Still, there are some problems with MVP:
- The controller is often omitted. Because of the lack of a controller, control flow has also to be handled by the presenter. This makes the presenter responsible for two concerns: updating the model and presenting the model
- We can’t utilize data binding. If binding is possible with the UI framework, we should utilize it to simplify the presenter
6. MVC and MVP Implementation
We’ll understand the patterns with a simple example. We’ve got a product that we need to show and update. These actions are handled differently in MVC and MVP.
6.1. The View Class
We have a simple view class that outputs the product details. The view class for both MVP and MVC are similar:
public class ProductView {
public void printProductDetails(String name, String description, Double price) {
log.info("Product details:");
log.info("product Name: " + name);
log.info("product Description: " + description);
log.info("product price: " + price);
}
}
6.2. MVP Model and Presenter Classes
Let’s now define a Product class for MVP that is responsible for the business logic only:
public class Product {
private String name;
private String description;
private Double price;
//getters & setters
}The presenter class in MVP fetches the data from the model and passes it to the view:
public class ProductPresenter {
private final Product product;
private final ProductView view;
//getters,setters & constructor
public void showProduct() {
productView.printProductDetails(product.getName(), product.getDescription(), product.getPrice());
}
}6.3. MVC Model Class
For MVC, the difference is that the view will get the data from the model class instead of the presenter class in MVP.
We can define a model class for MVC:
public class Product {
private String name;
private String description;
private Double price;
private ProductView view;
//getters,setters
public void showProduct() {
view.printProductDetails(name, description, price);
}
}
Notice the showProduct() method. This method handles the data passing from model to view. In MVP, this is done in the presenter class, and in MVC, it’s done in the model class.
7. Comparison Between MVC and MVP
There aren’t a whole lot of differences between MVC and MVP. Both patterns focus on separating responsibility across multiple components, hence, promoting loose coupling of the UI (View) from the business layer (Model).
The major differences are how the patterns are implemented and in some advanced scenarios. Let’s look at some of the key differences:
- Coupling: The view and the model are tightly coupled in MVC but loosely coupled in MVP
- Communication: In MVP, communication between the View-Presenter and Presenter-Model happens via an interface. However, the controller and view layer falls in the same activity/fragment in MVC
- User Input: In MVC, user inputs are handled by the Controller that instructs the model for further operations. But in MVP, user inputs are handled by the view that instructs the presenter to call appropriate functions
- Type of Relation: A many-to-one relationship exists between the controller and view.

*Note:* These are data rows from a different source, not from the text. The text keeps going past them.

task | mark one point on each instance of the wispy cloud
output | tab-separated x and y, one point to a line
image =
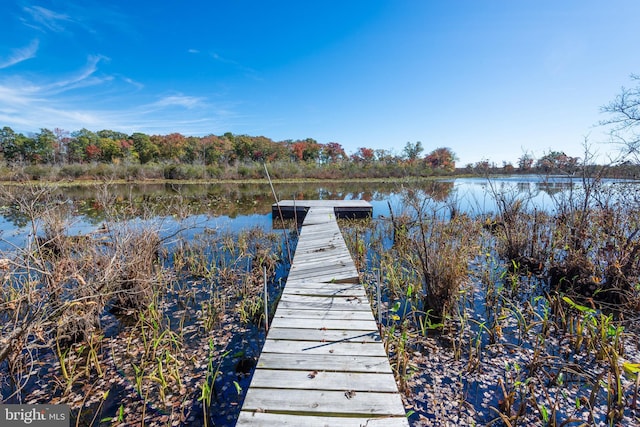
188	102
248	71
43	18
83	78
21	54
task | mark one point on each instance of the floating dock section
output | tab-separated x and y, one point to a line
323	362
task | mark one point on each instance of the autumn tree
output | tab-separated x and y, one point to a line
363	155
14	145
332	152
555	161
441	158
170	147
411	152
525	162
41	149
146	150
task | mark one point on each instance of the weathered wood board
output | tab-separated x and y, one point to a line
323	362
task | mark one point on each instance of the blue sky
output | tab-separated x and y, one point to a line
490	79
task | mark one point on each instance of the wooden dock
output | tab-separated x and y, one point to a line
323	362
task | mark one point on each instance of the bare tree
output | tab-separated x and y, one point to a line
624	119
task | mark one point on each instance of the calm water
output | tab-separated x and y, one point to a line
228	207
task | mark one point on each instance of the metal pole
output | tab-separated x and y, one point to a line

One Controller can select different views based upon required operations in MVC. On the other hand, the presenter and view have a one-to-one relationship in MVP, where one presenter class manages one view at a time
- Main Component: In MVC, the controller is in charge. It creates the appropriate view and interacts with the model according to the user’s request. On the contrary, in MVP, the view is in charge. The view call methods on the presenter, which further directs the model
- Unit Testing: Due to tight coupling, MVC has limited support for unit testing. On the other hand, unit Testing is well supported in MVP
8. Why MVP Has an Edge Over MVC
MVP has the slight upper hand over MVC in that it can break down our application into modules. Thus, we can avoid having to create views constantly. In other words, MVP can help to make our views reusable.
9. Conclusion
In this tutorial, we’ve seen the MVC and MVP architectural patterns and a comparison between them.